Jury member Klaus Nigge adds:
"Sometimes juries don't work because there is no energy. Here, it was really great because we had a range of opinions and attitudes about photography. With Piotr being a biologist and naturalist and the others being more focussed on photography, the science and natural history captured in a photograph were discussed as well as considerations of pure photography. This created energy... things to fight about! It was really interesting".
Each image was critiqued by at least two jury members during the first round of judging, with final round images being evaluated and discussed by the whole panel. All images were viewed digitally, using a high-spec projector, so the jury could see the images as they would be exhibited in the Museum.
The jury vote and discuss images for the popular underwater category.
The judges were looking for images demonstrating aesthetic brilliance and technical skill, whilst upholding high ethical standards and adhering to stringent rules on digital processing. In addition to this, of course, awarded images needed to be original.
On the competition criteria, Lewis Blackwell comments:
"What really distinguishes these awards is how they demand a synthesis of artistry, scientific knowledge and cultural insight. The final selection have to be highly impactful images to start with but then always need to be insightful in the observation and commentary on wildlife and nature, while also often showing innovation and relevance to current debates of various kind. It is a fearsome set of requirements and yet many rise to it".
Piotr Naskrecki adds:
"As a jury the first thing we do is to look for something new and the technical aspect actually comes in second. If you can show a subject in a new and creative way, that's the winning formula; just be different".
The jury discuss the shortlisted images for the Impressions category.
To break up the long hours spent in the darkness of the judging room, the jury members were given the opportunity to see some scientific wonders at the Museum's Tank Room and take in some visual inspiration at the Museum Library's Rare Books room.
On spending time at the Museum, Bruno D'Amicis says:
"The Museum for me is always a fairy tale. I wish I could have been here as a child, because it's such a building and the collections could only empower the vision, dreams and fantasy of any nature enthusiast as a child. I look for the exotic, for the interesting and the unique, so I really enjoyed our tour of the Museum. It was a very precious experience".
Orsolya Haarberg adds:
"I really enjoyed going behind-the-scenes in the Museum. Important research and unique collections of specimens and illustrations make the Natural History Museum one of the most important centres of natural history in the world".
The WPY52 jury exploring the Museum's Tank Room with Curator of Fish James Maclaine
While reaching a decision for each category winner was a demanding challenge, the biggest and most exciting task of all was choosing the grand title winner.

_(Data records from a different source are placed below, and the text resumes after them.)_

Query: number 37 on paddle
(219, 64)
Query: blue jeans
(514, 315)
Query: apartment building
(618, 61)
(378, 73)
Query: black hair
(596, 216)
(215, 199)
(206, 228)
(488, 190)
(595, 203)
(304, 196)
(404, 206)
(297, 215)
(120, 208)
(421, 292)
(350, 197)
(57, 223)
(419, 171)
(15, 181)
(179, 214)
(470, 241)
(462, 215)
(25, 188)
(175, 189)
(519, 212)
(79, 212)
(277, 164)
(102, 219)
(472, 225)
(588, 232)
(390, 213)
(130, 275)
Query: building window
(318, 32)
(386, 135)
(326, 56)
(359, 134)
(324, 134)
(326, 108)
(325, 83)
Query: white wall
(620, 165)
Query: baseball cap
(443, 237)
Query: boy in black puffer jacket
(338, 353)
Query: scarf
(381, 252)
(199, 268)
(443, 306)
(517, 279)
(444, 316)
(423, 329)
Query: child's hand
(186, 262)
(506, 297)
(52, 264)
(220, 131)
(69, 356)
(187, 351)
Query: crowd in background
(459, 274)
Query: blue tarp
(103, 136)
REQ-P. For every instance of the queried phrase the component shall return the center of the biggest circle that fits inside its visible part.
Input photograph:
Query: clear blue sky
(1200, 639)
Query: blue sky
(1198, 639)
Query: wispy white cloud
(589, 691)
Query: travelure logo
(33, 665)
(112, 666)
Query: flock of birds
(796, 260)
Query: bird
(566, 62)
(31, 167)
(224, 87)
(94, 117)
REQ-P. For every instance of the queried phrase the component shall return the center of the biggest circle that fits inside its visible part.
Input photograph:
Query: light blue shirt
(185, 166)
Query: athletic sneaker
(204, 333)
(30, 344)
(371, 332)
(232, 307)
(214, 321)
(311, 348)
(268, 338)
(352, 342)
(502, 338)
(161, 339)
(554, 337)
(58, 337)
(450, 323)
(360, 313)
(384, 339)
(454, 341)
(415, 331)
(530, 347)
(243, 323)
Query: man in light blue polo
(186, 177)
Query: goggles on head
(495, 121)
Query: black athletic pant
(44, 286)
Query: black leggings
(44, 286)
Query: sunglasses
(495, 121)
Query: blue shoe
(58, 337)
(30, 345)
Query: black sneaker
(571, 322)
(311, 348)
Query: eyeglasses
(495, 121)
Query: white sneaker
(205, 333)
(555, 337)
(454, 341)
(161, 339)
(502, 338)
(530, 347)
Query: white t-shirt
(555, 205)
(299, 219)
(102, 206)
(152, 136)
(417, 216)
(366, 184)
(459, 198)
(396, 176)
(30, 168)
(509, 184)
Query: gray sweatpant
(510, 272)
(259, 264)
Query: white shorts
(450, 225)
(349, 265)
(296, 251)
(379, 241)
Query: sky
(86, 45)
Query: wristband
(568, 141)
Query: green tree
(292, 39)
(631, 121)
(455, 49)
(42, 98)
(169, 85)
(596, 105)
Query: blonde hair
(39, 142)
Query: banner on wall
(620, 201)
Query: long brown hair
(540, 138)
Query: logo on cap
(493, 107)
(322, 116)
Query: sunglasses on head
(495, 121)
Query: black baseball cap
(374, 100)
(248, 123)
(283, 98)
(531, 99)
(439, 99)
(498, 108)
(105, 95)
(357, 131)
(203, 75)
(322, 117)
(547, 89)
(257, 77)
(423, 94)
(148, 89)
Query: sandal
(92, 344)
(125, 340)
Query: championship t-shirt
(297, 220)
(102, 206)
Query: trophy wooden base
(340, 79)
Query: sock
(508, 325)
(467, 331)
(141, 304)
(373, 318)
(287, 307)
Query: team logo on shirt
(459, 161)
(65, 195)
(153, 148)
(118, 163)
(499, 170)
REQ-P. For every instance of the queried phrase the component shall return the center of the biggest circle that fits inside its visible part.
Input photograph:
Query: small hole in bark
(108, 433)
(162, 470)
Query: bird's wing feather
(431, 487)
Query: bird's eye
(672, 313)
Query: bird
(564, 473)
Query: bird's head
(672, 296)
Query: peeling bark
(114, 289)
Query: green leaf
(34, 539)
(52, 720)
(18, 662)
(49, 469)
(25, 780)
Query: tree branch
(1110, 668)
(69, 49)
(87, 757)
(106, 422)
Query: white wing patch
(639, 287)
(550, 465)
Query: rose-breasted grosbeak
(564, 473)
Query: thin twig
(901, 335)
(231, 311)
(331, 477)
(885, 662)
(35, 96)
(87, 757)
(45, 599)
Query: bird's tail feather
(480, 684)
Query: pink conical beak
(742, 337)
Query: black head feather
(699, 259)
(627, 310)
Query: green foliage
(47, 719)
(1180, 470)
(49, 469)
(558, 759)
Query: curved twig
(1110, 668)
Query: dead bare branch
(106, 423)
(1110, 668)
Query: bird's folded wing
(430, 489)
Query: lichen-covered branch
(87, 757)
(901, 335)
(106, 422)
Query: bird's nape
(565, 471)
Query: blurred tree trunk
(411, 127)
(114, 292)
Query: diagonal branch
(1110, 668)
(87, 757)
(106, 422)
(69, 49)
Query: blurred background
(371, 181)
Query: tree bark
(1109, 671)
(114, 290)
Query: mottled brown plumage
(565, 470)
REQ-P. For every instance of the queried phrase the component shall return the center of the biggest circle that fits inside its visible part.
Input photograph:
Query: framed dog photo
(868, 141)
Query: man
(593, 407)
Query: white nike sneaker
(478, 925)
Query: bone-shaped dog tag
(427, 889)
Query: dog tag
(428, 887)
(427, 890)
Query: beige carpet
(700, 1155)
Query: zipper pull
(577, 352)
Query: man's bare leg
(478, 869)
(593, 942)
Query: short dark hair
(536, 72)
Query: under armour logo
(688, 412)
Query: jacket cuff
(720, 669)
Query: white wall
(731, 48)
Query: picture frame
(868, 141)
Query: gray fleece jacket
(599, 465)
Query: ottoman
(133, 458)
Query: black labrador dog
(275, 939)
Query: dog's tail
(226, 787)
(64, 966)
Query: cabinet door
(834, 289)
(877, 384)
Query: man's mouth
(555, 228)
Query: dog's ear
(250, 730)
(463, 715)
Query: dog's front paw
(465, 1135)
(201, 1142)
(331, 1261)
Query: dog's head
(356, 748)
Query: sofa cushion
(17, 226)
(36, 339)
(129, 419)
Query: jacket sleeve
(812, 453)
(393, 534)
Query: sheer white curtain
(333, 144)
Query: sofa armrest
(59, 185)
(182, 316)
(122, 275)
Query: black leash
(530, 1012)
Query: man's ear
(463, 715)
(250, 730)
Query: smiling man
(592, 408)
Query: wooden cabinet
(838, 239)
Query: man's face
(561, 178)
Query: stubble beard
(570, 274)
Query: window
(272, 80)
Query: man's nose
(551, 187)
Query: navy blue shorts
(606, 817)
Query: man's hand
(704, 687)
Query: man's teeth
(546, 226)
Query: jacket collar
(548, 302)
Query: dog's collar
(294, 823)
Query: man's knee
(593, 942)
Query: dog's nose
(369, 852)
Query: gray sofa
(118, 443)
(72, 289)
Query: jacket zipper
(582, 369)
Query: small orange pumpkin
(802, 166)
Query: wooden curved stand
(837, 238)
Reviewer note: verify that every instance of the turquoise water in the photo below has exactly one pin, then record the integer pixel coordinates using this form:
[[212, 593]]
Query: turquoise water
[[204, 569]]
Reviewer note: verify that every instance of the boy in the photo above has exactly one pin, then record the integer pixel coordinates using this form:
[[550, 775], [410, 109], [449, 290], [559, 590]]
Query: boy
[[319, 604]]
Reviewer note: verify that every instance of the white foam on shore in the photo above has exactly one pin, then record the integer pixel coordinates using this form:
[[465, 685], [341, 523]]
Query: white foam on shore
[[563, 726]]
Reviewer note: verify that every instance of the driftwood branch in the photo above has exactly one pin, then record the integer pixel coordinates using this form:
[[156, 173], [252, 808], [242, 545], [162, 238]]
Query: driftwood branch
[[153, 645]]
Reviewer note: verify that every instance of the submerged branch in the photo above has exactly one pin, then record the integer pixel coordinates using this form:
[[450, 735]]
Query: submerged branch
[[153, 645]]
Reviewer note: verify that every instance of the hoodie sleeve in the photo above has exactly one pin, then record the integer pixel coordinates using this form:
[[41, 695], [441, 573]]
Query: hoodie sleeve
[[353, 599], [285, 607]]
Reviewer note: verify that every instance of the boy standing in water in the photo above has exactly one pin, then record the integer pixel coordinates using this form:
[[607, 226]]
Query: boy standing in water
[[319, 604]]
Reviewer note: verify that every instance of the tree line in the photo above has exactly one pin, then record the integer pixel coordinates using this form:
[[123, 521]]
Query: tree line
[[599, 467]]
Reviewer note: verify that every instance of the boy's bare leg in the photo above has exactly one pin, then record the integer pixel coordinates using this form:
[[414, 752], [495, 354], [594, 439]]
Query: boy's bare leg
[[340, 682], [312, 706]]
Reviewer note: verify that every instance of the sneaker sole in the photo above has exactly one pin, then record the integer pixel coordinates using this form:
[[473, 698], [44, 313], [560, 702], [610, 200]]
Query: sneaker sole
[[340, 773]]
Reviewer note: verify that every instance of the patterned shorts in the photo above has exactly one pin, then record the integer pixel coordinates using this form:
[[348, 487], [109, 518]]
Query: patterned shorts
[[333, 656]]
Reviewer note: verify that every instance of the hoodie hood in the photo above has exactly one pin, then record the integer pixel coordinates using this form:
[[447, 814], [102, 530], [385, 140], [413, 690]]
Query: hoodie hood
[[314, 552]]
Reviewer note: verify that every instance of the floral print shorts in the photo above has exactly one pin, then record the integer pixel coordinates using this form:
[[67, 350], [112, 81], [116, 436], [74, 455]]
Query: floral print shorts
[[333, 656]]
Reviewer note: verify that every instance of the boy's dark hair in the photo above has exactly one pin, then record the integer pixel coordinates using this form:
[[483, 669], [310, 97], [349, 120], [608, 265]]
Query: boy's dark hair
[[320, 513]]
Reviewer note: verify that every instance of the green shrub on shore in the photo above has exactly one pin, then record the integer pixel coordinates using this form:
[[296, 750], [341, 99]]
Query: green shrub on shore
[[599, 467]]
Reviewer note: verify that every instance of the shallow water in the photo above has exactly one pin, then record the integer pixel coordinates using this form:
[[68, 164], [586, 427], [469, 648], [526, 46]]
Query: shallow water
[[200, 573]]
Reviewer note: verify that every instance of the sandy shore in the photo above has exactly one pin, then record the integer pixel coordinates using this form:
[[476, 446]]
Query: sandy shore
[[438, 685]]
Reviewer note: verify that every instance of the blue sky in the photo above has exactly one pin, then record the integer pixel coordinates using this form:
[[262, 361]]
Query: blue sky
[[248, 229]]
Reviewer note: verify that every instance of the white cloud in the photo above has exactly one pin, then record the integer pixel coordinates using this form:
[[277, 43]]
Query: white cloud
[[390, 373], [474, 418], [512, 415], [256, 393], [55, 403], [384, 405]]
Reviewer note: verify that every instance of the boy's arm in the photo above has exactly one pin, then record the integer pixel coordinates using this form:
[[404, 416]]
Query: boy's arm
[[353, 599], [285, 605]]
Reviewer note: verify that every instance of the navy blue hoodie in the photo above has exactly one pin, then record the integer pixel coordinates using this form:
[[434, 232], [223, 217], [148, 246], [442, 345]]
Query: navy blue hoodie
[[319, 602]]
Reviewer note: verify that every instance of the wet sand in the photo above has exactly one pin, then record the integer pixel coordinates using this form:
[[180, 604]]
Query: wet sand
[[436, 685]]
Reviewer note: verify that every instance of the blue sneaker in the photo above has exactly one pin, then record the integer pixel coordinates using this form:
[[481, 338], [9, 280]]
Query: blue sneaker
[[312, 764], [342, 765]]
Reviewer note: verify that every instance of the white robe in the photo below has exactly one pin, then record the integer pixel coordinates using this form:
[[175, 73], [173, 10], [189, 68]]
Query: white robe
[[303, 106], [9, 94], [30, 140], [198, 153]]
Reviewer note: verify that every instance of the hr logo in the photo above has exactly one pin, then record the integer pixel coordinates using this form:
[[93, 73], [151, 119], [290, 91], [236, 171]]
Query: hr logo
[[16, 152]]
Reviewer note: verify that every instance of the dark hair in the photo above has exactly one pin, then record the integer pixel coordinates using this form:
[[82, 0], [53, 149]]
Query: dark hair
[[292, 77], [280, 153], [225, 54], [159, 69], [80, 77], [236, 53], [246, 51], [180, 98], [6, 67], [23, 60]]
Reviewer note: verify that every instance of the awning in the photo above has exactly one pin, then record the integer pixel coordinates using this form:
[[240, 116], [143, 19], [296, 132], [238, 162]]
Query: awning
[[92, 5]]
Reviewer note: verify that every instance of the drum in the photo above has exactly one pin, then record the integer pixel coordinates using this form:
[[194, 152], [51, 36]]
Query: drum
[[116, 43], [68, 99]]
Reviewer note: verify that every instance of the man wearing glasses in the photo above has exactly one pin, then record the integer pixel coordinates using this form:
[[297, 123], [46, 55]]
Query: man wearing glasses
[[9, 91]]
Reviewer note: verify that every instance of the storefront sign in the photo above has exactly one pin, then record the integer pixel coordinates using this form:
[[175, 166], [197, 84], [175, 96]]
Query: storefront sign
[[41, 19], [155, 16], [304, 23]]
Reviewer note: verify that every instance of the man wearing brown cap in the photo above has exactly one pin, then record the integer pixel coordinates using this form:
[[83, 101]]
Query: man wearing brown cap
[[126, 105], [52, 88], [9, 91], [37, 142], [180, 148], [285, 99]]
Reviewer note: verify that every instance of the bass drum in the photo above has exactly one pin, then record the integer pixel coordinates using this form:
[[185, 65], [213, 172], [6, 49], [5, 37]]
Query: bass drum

Orsolya Haarberg comments on reaching this decision:
"For us all it was really important to award an image which is a true representation of the natural world with great visual impact at the same time.
I think we selected a photograph that is a result of careful planning, was created under great challenges and has a lasting effect of surprise. This is all we could expect from an overall winner in this competition".
Lewis Blackwell concludes:
"I think I can speak on behalf of the jury in saying we are pleased and honoured to present a final choice that has the potential to inform and inspire audiences around the world".
The winner of the 52nd Wildlife Photographer of the Year competition will be announced at a glittering awards ceremony held at the Natural History Museum later this year.